Ondernemerschap leidt tot economische dynamiek en is van groot belang voor economische groei, werkgelegenheid en een inclusieve samenleving. In Nederland bestaan verschillende fiscale regelingen met als primair doel het ondernemerschap te stimuleren. In opdracht van het ministerie van Economische Zaken (EZ) heeft SEO Economisch Onderzoek de effectiviteit en doelmatigheid van acht van deze regelingen geëvalueerd. Hierbij wordt een breed maatschappelijk perspectief in beschouwing genomen en vindt evaluatie plaats aan de hand van CBS-microdata in de periode 2007-2014.

Allereerst brengt de studie in kaart wie de fiscale ondernemersregelingen in de periode vanaf 2007 gebruiken en hoe het de gebruikers is vergaan. Nederland heeft relatief veel ondernemers, maar zij groeien nauwelijks door. Een groot deel van de populatie bestaat uit ZZP’ers of kleine bedrijven met minder dan 10 werknemers. In totaal is ongeveer driekwart van de ondernemers voor de inkomstenbelasting (hierna: IB-ondernemers) werkzaam als ZZP’er. De omvang en samenstelling van de populatie IB-ondernemers kan niet los worden gezien van de fiscale prikkels. Het starten van een onderneming wordt in Nederland fiscaal ondersteund wat een verklaring kan zijn voor het relatief grote aantal starters. Van de ruim 1 miljoen IB-ondernemers in 2014 zijn er bijna een kwart werkzaam in de zakelijke dienstverlening, 160.000 in de groot- en detailhandel en bijna 125.000 in de bouwsector. De gemiddelde winst van een IB-ondernemer bedraagt ruim € 36.000 in 2014. Onder de ondernemers die aan het urencriterium – van 1.225 uur per jaar – voldoen is de gemiddelde winst ruim € 41.000. IB-ondernemers in de eerste vier decielen van de winstverdeling hebben een winstniveau dat zodanig is dat ze niet of nauwelijks belasting betalen; voor ZZP’ers gaat het om bijna de helft van de populatie. De meer winstgevende ondernemers zijn minder afhankelijk van de fiscale ondernemersregelingen.

Het tweede doel van de evaluatie is om te analyseren op welke manier de fiscale ondernemersregelingen bijdragen aan de welvaart van Nederland. Uit de analyses blijkt dat Nederlandse IB-ondernemers nauwelijks doorgroeien, een grote kans hebben te overleven en dat een deel jaar in jaar uit relatief lage winsten maakt, waardoor het twijfelachtig is of zij bijdragen aan het verhogen van economische groei, dynamiek en werkgelegenheid. In termen van flexibiliteit en participatie zijn er positieve effecten die moderne vormen van samenwerken en productie faciliteren, maar de vraag is of dit niet op de markt zelf tot stand zou zijn gekomen. Het generieke karakter van veel van de regelingen leidt mogelijk tot deadweight loss, omdat het voor de meest winstgevende ondernemers op de marge geen reden is te blijven ondernemen. Daarnaast ontstaat er aan de onderkant van de markt mogelijk een groep ondernemers met te weinig onderhandelingsmacht en lage winsten, die de regelingen niet volledig kan verzilveren. De administratieve lasten en uitvoeringskosten zijn over algemeen relatief gering, waarbij het bijhouden van een urenadministratie de zwaarste last is voor ondernemers.

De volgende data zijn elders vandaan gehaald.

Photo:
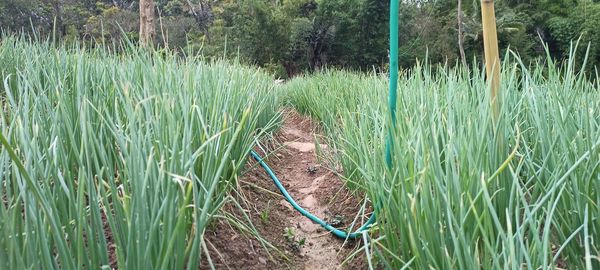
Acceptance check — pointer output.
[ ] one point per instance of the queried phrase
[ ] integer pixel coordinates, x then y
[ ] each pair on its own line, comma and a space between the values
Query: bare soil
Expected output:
302, 244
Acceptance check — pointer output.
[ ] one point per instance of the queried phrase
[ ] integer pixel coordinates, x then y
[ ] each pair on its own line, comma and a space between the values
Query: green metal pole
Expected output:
393, 91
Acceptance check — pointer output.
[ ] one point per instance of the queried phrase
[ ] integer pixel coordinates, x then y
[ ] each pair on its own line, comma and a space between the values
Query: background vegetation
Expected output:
292, 36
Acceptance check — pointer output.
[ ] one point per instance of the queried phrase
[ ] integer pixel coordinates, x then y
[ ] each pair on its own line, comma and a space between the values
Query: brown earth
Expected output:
302, 244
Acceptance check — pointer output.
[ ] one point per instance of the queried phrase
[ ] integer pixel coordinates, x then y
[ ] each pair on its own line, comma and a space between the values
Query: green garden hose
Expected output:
388, 149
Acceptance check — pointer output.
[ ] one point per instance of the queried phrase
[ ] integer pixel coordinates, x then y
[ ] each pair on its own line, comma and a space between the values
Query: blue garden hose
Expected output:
388, 146
337, 232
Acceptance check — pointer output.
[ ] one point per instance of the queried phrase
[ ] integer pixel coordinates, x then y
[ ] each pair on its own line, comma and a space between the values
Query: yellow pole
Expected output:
490, 44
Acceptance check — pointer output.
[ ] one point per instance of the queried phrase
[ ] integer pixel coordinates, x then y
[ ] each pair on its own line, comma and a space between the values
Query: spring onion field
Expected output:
127, 156
466, 190
123, 160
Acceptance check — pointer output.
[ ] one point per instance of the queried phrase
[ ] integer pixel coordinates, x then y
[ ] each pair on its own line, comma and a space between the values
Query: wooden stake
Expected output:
492, 58
147, 31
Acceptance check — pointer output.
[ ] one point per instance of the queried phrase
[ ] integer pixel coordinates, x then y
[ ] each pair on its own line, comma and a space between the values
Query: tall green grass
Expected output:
141, 146
467, 191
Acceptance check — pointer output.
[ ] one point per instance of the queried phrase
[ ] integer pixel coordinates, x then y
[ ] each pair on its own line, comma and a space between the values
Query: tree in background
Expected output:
288, 37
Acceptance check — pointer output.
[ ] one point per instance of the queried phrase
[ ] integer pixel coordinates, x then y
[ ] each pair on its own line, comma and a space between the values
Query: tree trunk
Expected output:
461, 36
147, 31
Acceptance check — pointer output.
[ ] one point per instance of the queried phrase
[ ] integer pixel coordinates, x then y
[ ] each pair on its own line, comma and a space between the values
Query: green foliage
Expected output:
294, 36
126, 157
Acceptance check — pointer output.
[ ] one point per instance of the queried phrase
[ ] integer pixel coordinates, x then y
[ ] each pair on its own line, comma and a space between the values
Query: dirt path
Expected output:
315, 187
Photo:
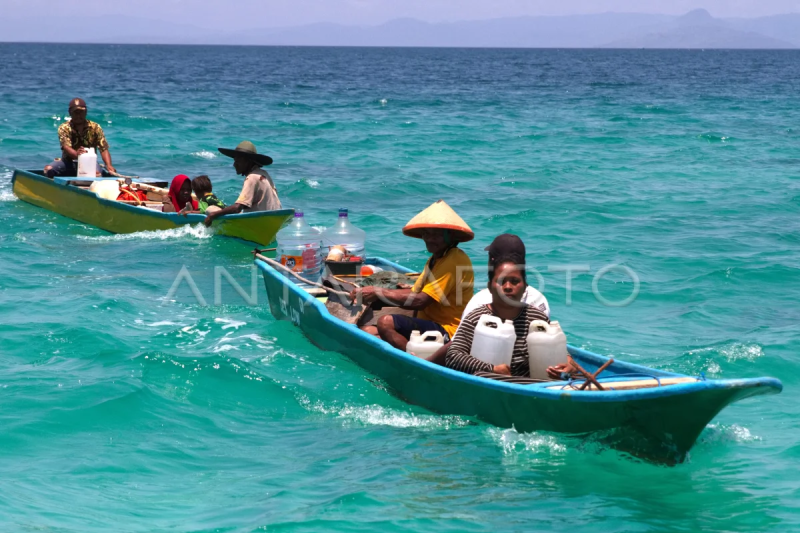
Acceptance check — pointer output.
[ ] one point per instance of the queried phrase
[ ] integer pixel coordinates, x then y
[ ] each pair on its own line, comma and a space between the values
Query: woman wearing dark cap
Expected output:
505, 245
506, 284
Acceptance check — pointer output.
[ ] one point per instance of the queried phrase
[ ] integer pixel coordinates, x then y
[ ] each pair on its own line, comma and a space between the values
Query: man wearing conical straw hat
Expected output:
258, 191
442, 291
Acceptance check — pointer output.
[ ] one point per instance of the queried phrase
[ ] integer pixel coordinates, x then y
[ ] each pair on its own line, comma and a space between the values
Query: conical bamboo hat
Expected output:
439, 216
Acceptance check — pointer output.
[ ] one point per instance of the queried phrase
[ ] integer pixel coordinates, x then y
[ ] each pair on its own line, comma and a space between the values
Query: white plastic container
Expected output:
107, 189
87, 164
345, 234
493, 341
547, 346
426, 344
299, 248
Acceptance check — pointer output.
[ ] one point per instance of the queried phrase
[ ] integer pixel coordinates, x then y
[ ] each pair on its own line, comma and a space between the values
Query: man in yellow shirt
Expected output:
442, 291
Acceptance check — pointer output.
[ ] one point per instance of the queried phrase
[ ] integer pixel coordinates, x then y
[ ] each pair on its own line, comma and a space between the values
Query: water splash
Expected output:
513, 443
376, 415
204, 154
196, 231
718, 433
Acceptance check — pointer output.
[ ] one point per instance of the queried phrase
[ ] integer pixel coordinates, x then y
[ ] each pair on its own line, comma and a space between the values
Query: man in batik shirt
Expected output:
75, 136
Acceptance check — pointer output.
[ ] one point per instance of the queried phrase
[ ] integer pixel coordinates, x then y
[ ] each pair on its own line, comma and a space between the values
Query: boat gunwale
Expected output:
539, 390
182, 220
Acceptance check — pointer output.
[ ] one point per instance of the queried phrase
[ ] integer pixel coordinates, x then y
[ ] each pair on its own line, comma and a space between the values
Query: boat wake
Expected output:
719, 433
5, 188
196, 231
204, 154
376, 415
514, 443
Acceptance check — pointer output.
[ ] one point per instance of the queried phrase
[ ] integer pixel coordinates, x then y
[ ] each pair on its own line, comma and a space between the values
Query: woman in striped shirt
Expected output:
507, 284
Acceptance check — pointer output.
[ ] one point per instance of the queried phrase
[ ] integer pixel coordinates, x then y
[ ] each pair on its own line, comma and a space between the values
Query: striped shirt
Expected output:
458, 357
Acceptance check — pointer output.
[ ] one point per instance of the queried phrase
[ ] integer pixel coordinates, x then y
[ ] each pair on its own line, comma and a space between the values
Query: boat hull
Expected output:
664, 421
115, 217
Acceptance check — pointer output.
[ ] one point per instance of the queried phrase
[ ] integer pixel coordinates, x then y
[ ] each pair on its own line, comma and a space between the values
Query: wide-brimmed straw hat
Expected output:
248, 150
439, 216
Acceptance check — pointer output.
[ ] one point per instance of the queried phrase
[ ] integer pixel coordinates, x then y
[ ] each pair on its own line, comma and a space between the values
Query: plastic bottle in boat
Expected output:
547, 346
345, 234
299, 248
87, 164
426, 344
493, 341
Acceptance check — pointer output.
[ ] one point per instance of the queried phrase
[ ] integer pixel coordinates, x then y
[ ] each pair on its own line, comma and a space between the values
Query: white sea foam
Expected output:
196, 231
376, 415
728, 433
229, 323
162, 323
734, 351
512, 442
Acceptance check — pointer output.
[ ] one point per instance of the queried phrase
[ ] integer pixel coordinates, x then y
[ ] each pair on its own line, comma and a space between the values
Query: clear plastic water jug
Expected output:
425, 344
87, 164
299, 248
345, 234
547, 346
493, 341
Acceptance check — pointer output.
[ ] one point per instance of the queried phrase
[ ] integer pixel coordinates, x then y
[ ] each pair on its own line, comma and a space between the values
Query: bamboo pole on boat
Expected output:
275, 264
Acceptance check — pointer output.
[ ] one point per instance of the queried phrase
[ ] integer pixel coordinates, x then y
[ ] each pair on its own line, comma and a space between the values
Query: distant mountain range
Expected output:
696, 29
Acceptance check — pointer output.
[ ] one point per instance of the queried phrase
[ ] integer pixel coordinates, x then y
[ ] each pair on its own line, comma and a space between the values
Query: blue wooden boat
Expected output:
661, 422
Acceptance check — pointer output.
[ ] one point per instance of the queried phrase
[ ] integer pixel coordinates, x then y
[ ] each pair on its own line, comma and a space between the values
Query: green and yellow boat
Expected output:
72, 198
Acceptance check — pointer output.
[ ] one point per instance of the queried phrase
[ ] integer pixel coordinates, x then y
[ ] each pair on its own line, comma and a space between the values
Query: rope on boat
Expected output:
279, 266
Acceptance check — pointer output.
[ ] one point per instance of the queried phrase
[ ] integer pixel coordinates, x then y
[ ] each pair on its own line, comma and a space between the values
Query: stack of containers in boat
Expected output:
299, 248
547, 346
493, 341
344, 236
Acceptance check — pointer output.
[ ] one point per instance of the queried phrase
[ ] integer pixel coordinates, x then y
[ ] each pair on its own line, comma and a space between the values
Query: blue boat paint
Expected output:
668, 419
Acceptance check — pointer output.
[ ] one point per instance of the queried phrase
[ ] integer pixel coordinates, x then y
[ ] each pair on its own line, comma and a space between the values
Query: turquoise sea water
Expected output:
120, 410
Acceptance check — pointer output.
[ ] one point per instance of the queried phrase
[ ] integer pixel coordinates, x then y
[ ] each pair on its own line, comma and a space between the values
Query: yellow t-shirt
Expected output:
450, 285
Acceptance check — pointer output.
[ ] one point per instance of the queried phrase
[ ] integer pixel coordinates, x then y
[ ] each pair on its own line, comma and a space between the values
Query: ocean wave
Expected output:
236, 324
717, 433
732, 352
196, 231
513, 443
376, 415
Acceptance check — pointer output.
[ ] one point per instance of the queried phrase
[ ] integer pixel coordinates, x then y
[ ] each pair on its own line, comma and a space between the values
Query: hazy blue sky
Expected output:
230, 14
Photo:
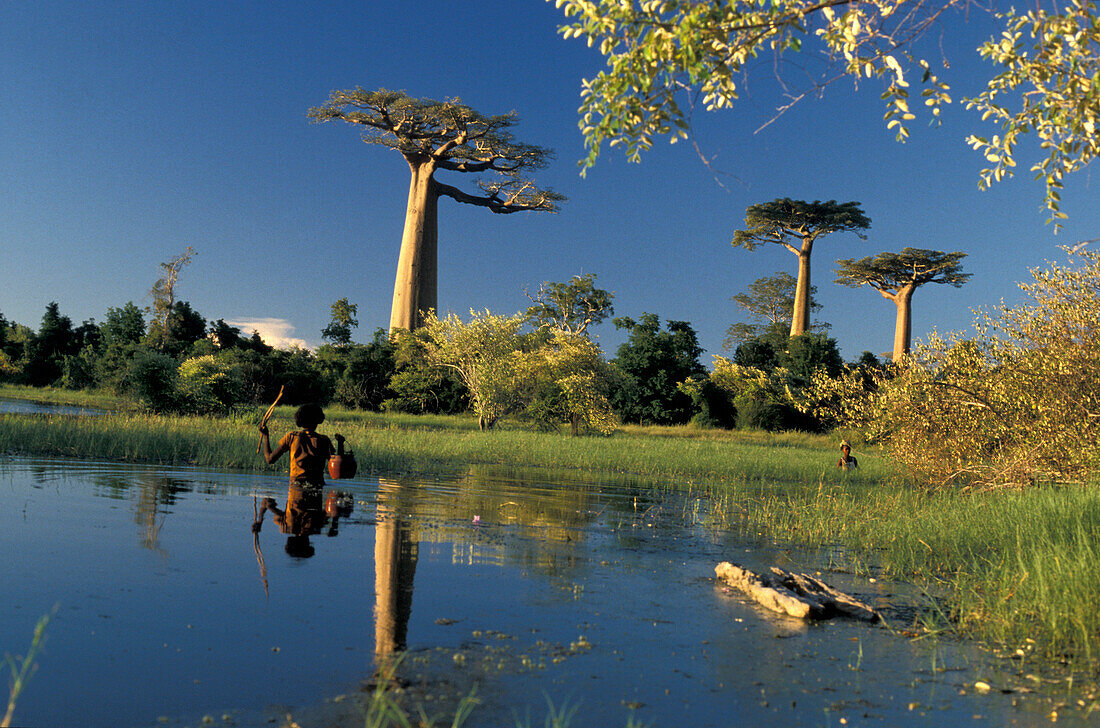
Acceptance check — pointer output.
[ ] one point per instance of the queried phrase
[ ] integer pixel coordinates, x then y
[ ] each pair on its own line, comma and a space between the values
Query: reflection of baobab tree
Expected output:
395, 559
154, 494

Startersregelingen verlagen de drempel om een onderneming te starten en stimuleren daarmee het ondernemerschap in Nederland. Het tijdelijk delen van het ondernemersrisico door overheid en ondernemer biedt bijvoorbeeld de mogelijkheid voor outsiders om te participeren op de arbeidsmarkt en maakt het voor werknemers in loondienst aantrekkelijker om de stap naar het ondernemerschap te maken. Uit de empirische analyses blijkt echter niet dat het gebruik van de startersregelingen leidt tot een substantieel hogere overlevingskans voor startende ondernemers. Verder blijken starters niet bovengemiddeld winstgevend te zijn; het zijn gemiddeld genomen vaak ZZP’ers met een relatief lage winst.